Travailler au service des autres m’a permis de m’adapter à tous types de situations, à supporter et gérer le stress produit par l’urgence. Etant chargé de projet et guide des activités, je me dois de communiquer à mes équipes terrain le caractère humanitaire requis pour fournir un travail durable en faveur des personnes sur place.

Humanitaire en République démocratique du Congo

En plus des défis professionnels vécus au quotidien, il est assez difficile de faire une réelle séparation entre la vie privée de la vie d’humanitaire. En tant qu’acteur humanitaire, logeant et travaillant dans la zone d’intervention, la communauté aidée a toujours tendance à confondre les temps d’assistance et de repos. Il suffit de rencontrer un bénéficiaire dans la rue en dehors des heures de service pour qu’il adresse ses besoins directement ou indirectement.»

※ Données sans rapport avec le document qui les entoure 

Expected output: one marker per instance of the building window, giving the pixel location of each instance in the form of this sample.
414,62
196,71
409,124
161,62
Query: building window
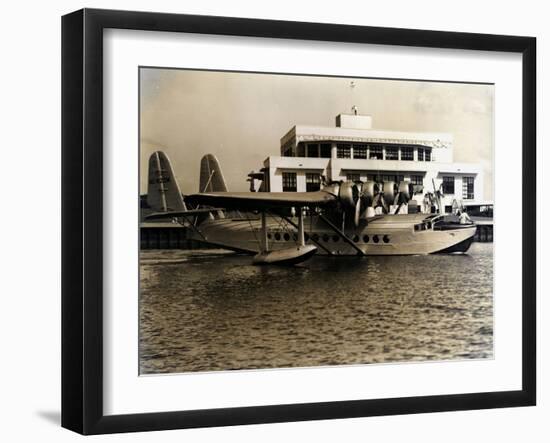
392,153
343,151
407,153
287,151
289,182
312,150
375,152
313,182
468,188
360,151
449,185
417,180
392,178
325,150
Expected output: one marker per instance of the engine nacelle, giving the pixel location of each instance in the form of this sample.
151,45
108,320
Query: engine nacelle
369,190
348,195
389,192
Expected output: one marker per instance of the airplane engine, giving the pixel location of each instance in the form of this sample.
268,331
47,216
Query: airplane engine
349,195
349,199
389,192
369,191
405,192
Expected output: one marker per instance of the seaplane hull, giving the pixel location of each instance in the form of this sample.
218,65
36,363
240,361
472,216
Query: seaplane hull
384,235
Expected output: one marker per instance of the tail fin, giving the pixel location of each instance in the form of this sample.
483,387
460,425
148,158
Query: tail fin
163,193
211,179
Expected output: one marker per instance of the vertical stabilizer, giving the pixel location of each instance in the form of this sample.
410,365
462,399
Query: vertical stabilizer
211,178
163,192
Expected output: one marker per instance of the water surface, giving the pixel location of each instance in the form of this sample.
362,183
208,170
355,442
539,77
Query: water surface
212,310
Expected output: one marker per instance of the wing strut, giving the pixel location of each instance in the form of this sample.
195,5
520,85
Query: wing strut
341,234
301,226
290,222
264,244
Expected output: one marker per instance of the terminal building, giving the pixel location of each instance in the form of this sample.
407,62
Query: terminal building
353,150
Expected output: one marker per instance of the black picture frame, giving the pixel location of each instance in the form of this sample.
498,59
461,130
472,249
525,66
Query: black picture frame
82,217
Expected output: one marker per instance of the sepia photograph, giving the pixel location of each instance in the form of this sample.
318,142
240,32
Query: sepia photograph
297,221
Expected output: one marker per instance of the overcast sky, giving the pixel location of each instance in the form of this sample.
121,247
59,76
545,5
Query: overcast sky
241,117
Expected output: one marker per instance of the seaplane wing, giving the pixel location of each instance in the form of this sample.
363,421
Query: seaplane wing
261,200
175,214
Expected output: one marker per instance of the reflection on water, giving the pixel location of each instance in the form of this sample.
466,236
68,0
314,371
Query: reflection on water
213,310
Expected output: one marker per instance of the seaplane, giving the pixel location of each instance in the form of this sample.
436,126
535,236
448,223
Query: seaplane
286,228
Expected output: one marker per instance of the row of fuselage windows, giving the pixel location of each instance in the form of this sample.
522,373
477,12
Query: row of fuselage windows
327,238
313,180
448,187
361,151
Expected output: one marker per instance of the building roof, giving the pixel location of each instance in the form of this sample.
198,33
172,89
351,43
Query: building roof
300,133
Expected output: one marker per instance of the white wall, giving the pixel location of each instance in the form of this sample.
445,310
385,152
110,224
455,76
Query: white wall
30,283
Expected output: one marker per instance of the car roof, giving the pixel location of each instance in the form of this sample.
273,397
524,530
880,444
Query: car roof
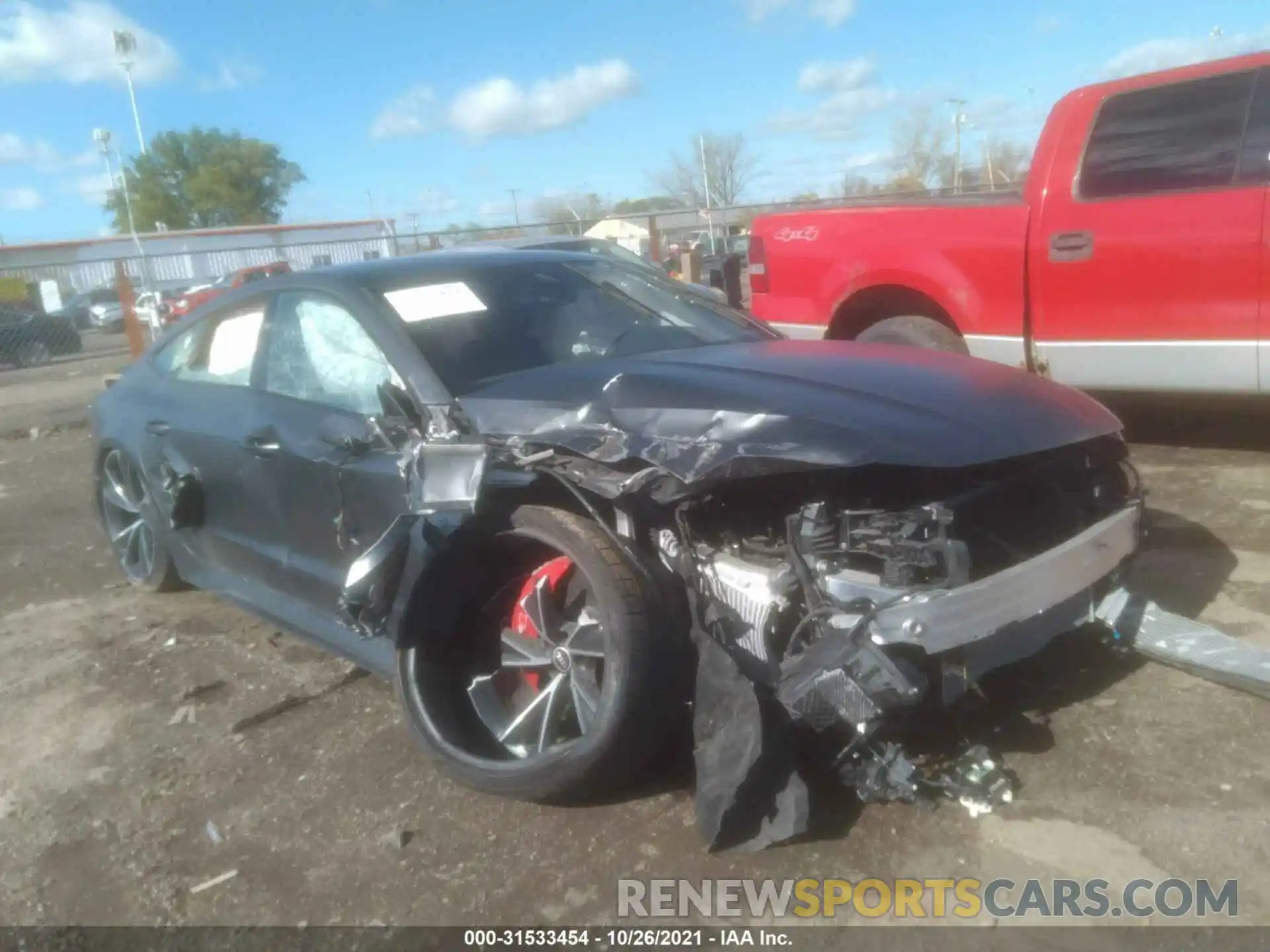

Plus que la présence permanente des bénéficiaires dans la vie des humanitaires, ces derniers rencontrent des moments de stress et de solitude liés à la distance avec leurs familles, leurs amis et leur confort, mais également des inquiétudes liées à l’insécurité du lieu dans lequel ils se trouvent et aux infrastructures pas toujours en bon état. Ce mode de vie est encore plus compliqué pour ceux se trouvant dans des zones d’interventions moins sécurisées et isolées.

Dans le Nord Ubangi en général, la situation sécuritaire pour les humanitaires est relativement calme, malgré la situation politique suite à la démission du gouverneur Izato Nzege en décembre 2021. Au-delà du stress et de la solitude, l’assistance humanitaire a aussi des effets positifs sur les humanitaires. Cette assistance contribue à sauver des vies, à soulager la souffrance, à améliorer la santé, à maintenir des structures médicales, à réhabiliter l’assise économique des victimes, et aussi à restaurer leur dignité. Un sentiment de joie et de satisfaction qui émerge du cœur des humanitaires. Dans le cadre de l’intervention à Yakoma, au Nord Ubangi, ACTED a soutenu plus de 9 843 réfugiés sur la restructuration des installations sanitaires et sur l’accèes à l’eau, à l’hygiène et à l’assainissement.

ACTED, dans ses interventions, accompagne son staff et assure son bien-être, car les travailleurs humanitaires qui se dévouent pour aider les autres méritent à leur tour d’être considérés avec le plus de sécurité possible. Avec l’appui de ses différents partenaires financiers, ACTED répond également aux besoins des populations en danger, se trouvant dans les zones de conflits armés.